I Can't Believe It IS Butter!

Easter happened a little bit ago and for that holiday, I went all out food wise. There was ham, rolls, veggies, dessert and cheesy hash brown potatoes. Those potatoes are one of my top 10 love foods, but since I’m the only one who feels that way, I don’t make them too often. When I make this cheesy side, instead of the cream of soup, I add heavy cream and have not noticed a difference in flavor. It’s a personal choice but I recommend you give it a try. I also made a from scratch French Silk pie, which uses a bit of heavy cream for that fresh whipped topping and was AMAZING! Between those two dishes I STILL had leftover heavy cream that I really didn’t want to go to waste. That stuff is expensive and especially so here in SoCal. Which I find ironic since apparently California is known for dairy so you would think we’d get a break…anyway…

Well lookie here this kinda looks like butter…or glop but I promise it will get better!

Well lookie here this kinda looks like butter…or glop but I promise it will get better!

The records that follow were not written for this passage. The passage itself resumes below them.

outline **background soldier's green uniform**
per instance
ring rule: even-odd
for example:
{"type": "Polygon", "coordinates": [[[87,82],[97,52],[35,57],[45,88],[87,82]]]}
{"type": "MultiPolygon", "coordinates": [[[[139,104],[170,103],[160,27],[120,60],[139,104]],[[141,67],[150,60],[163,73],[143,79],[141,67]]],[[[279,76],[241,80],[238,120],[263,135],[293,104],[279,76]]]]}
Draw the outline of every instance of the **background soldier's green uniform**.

I was recently reading a cookbook about how if you let whipped cream made with just heavy whipping cream keep whipping it would eventually separate and make butter and buttermilk. Now if I had been in a cartoon, at that exact moment, a lightbulb would have popped up over my head. Extra heavy cream? Make butter! My house is notorious for our massive consumption of my fresh baked French Bread and honestly any other bread product that can hold butter. So with my trusty Kitchen Aid at the ready, leftover heavy cream, some time to stare at the mixer I will soon have butter (and buttermilk, what?!!?!)

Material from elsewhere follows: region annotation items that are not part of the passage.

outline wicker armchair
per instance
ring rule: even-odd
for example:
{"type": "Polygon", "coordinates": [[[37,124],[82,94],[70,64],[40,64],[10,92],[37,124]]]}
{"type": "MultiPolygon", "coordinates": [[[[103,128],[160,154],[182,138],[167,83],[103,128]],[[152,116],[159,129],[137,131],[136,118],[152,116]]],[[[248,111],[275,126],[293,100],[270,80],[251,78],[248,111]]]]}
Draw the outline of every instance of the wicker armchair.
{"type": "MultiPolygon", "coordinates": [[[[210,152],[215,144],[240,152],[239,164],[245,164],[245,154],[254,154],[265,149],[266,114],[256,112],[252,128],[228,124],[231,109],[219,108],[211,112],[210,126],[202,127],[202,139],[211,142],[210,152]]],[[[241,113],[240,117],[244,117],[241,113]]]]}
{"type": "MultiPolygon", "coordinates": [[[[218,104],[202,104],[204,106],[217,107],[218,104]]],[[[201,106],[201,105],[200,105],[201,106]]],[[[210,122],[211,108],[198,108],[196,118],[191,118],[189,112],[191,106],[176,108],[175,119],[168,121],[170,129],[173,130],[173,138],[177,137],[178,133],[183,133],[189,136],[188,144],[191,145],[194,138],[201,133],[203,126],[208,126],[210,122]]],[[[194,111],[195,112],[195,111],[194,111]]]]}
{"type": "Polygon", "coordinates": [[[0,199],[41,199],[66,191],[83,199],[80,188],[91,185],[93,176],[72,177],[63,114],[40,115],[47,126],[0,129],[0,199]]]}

As a note, I usually do not say you need some high tech gadget to do this or that, but a stand mixer will make this so much easier and creamier. But have no fear I will include a quick way to make a bit o’ butter with just a glass jar and lid in the Notes.

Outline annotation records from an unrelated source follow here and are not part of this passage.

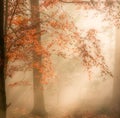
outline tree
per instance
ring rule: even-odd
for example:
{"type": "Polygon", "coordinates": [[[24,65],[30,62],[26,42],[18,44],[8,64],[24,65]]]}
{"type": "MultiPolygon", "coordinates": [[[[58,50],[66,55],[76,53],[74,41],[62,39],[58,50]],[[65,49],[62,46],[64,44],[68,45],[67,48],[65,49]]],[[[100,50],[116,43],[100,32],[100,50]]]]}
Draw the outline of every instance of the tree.
{"type": "Polygon", "coordinates": [[[5,95],[5,78],[4,78],[4,69],[5,69],[5,43],[4,43],[4,1],[0,1],[0,117],[6,118],[6,95],[5,95]]]}
{"type": "MultiPolygon", "coordinates": [[[[73,19],[61,9],[66,2],[59,0],[45,0],[40,4],[39,2],[41,1],[31,0],[32,9],[30,9],[27,7],[29,6],[27,0],[9,1],[6,57],[9,62],[7,75],[10,77],[15,71],[34,69],[35,107],[33,112],[42,114],[44,117],[46,113],[41,89],[42,83],[46,83],[47,79],[53,76],[51,54],[69,58],[65,50],[70,51],[69,45],[75,45],[73,52],[82,58],[82,64],[89,75],[92,73],[93,65],[100,68],[103,76],[106,74],[112,76],[112,73],[102,55],[100,41],[96,38],[96,29],[89,29],[86,37],[82,37],[73,19]],[[39,9],[40,11],[38,11],[39,9]],[[46,34],[50,36],[50,40],[43,46],[41,42],[46,40],[46,34]],[[44,38],[42,41],[41,37],[44,38]],[[90,42],[92,47],[85,40],[90,42]],[[95,56],[90,53],[93,48],[95,56]],[[20,61],[22,64],[15,65],[16,61],[20,61]]],[[[86,2],[83,6],[93,9],[93,6],[86,2]]],[[[19,85],[19,83],[13,83],[11,86],[19,85]]]]}
{"type": "MultiPolygon", "coordinates": [[[[39,12],[39,0],[31,0],[31,16],[32,16],[32,24],[35,25],[34,29],[36,32],[40,32],[41,24],[40,24],[40,12],[39,12]]],[[[41,36],[37,35],[36,40],[40,42],[41,45],[41,36]]],[[[33,45],[34,46],[34,45],[33,45]]],[[[33,47],[34,48],[34,47],[33,47]]],[[[41,66],[42,64],[42,55],[36,55],[33,52],[33,63],[38,62],[41,66]]],[[[42,118],[47,118],[47,113],[45,110],[44,103],[44,95],[43,95],[43,85],[40,83],[42,73],[38,72],[38,69],[33,69],[33,94],[34,94],[34,106],[33,106],[33,114],[40,115],[42,118]],[[39,76],[39,78],[37,77],[39,76]]]]}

I Can’t Believe It IS Butter!

Prep Time: 10 min | Total Time: Approx. 30 min | Makes: Varies

Ingredients

  • Heavy whipping cream (fresh from a farm/farmers market if possible, but the store cream will work)
  • Salt

Directions

  1. Freeze bowl and whisk attachment of your stand mixer for 15 minutes
  2. Pour cream into bowl and mix at med-high speed for 5-10 minutes, checking on it occasionally. When you begin to see the whipped cream break up and start to separate into chunks and water, keep a close eye on it as the butter will soon be ready to rinse. If necessary, stop the mixer and scrape down the sides. Don’t be alarmed if the cream begins to take on a yellowish hue. This is normal and what you want to see
  3. Once your butter and buttermilk have completely separated, remove all the chunks from the bowl and move to another bowl. Set aside the buttermilk for future use
  4. Add cold water to the butter bowl and squeeze butter to extract all the buttermilk you can. Drain the water/buttermilk out and repeat the fill, squeeze, drain twice or until the water stays mostly clear. I added some ice to my cold water which helped so unless your cold gets really cold fast out of the tap, you might want to toss some ice cubes in with your cold water
  5. Place back in bowl and add a bit of salt if you would like salted butter or leave out if you prefer unsalted. Wrap in parchment paper and refrigerate if you will use it in 3-5 days or freeze for later use.

Notes

  1. SAFETY FIRST! This butter is pure man which means no added preservatives are in it to keep it stable so use this stuff up fast! I recommend only keeping out what you will use within 3-5 days and freeze the rest. For use as a table butter, keep it refrigerated until about a half hour before the meal will be served to soften a bit. Put it right back in the fridge when the meal is over and make sure to use it up! That being said, it will still be worth it because this butter will taste awesome!
  2. HOW TO MAKE BUTTER WITHOUT FANCY GADGETS (or a butter churn). Grab a Mason jar or any glass jar with a lid that has room for your cream and then some. Fill the jar about 2/3 of the way full with heavy cream, seal with the lid and shake! Shake until you can’t shake anymore or until you see the separation as noted above. This would be a good one to make a family project so you can take shake breaks;) Once the butter and milk are separate, continue with Step 3 until you too have joined to self made butter club!